From: B Smith-Mannschott <bsmith.occs_at_gmail.com>
Date: Sun, 28 Mar 2010 11:05:50 +0200

svn log --xml --verbose emits <logentry> elements, each of which
contains a number of <path> elements describing the changes made in
that revision:

...
<path
   kind="dir"
   action="A">/trunk/src/com/example/courts/model</path>
<path
   kind="dir"
   action="A">/trunk/src/com/example</path>
<path
   kind="file"
   action="A">/trunk/src/com/example/courts/model/CourtsObject.java</path>
...

My difficulty, is that these path entries seem to come in arbitrary
order, and it's not clear to to me how to efficiently reorder them
such that they may be applied to a graph representing the previous
revision's state to produce the expected state of this revision.
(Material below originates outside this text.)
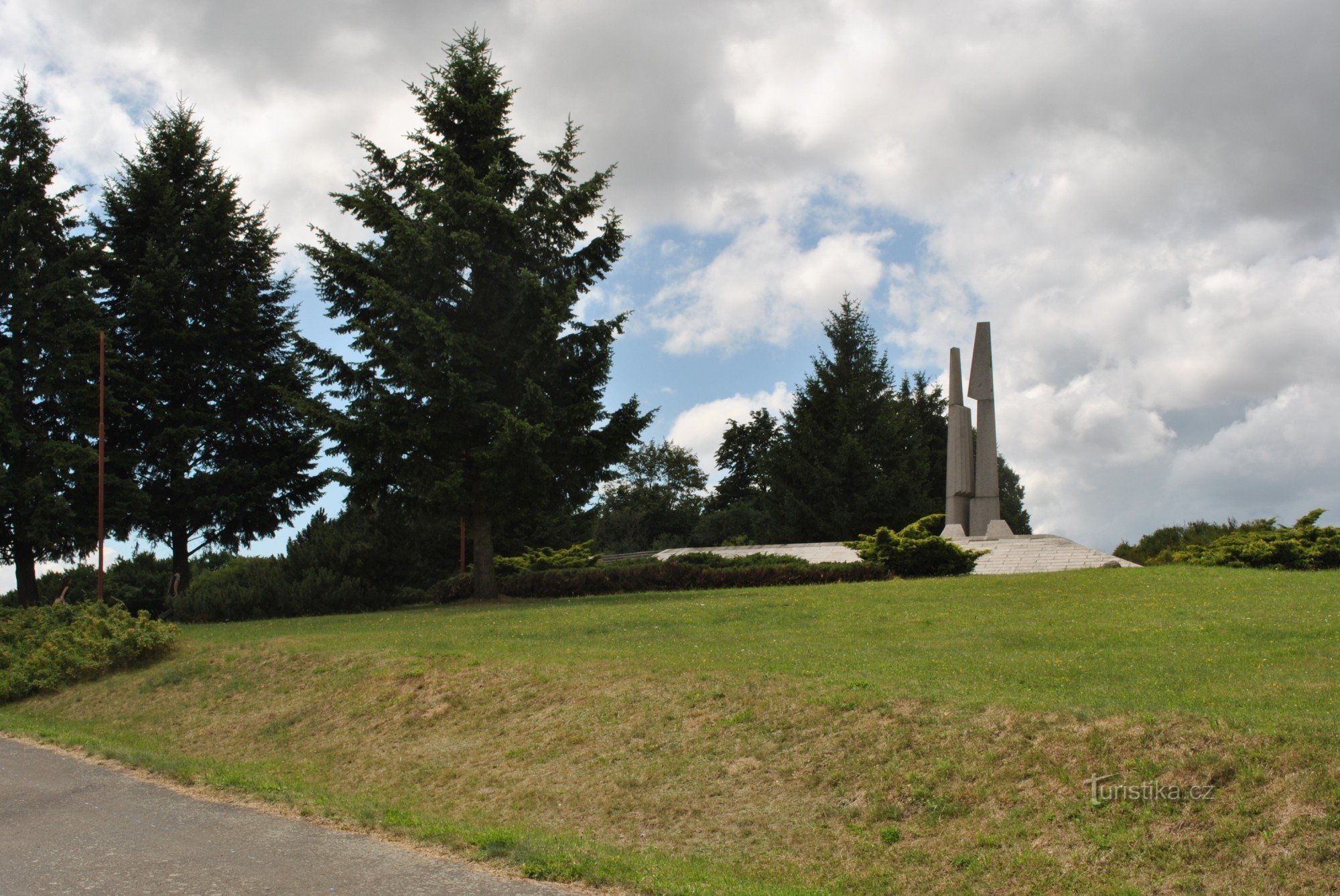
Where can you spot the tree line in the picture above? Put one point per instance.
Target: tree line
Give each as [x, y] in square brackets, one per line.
[860, 449]
[471, 392]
- Top to bottom can't be right because that has us adding
".../example/courts/model" before we have added ".../example".
- Bottom-to-top can't be right because that has us adding
".../model/CourtsObject.java" before we've added
.../example/courts/model".
- Start at the leaves and work up, is wrong for Add.
- Start at the root and work down is wrong for Delete
(Not shown here, but I've seen examples that boil down to this:
<path action="D">/foo/bar"</path>
<path action="D">/foo/bar/baz"</path>

I've run into this question because I'm hacking on a little project in
Clojure which sucks in an svn-log.xml, attempting to replay the
structural changes described by the log into a history of the
repository represented as a vector (indexed by revision number) of
hash-maps. Directories become nested hash maps. Files just map a name
to 'true' (for lack of anything better).

[
;;; r0
{}
;;; r1
{"trunk" {"src" {"com" {"example" {"Foo.java" true}}}},
 "tags" {},
 "branches" {}}
;;;...
]

My aim, such as it is, is to have a more efficient way than svn ls -R
to know which file names are currently in use in the repository. It's
also just a nice example to hack on.

I've tried a few different approaches, none satisfactory. My most
recent attempt is brute-force recursive backtracking, but this blows
the stack as soon as a revision with a few thousand changes shows up.
Before I invest the time to rewrite things to remove the recursion and
manage the stack explicitly as a list, I'd like to make sure I'm not
Doing It Wrong. Maybe there's some obvious heuristic I'm missing?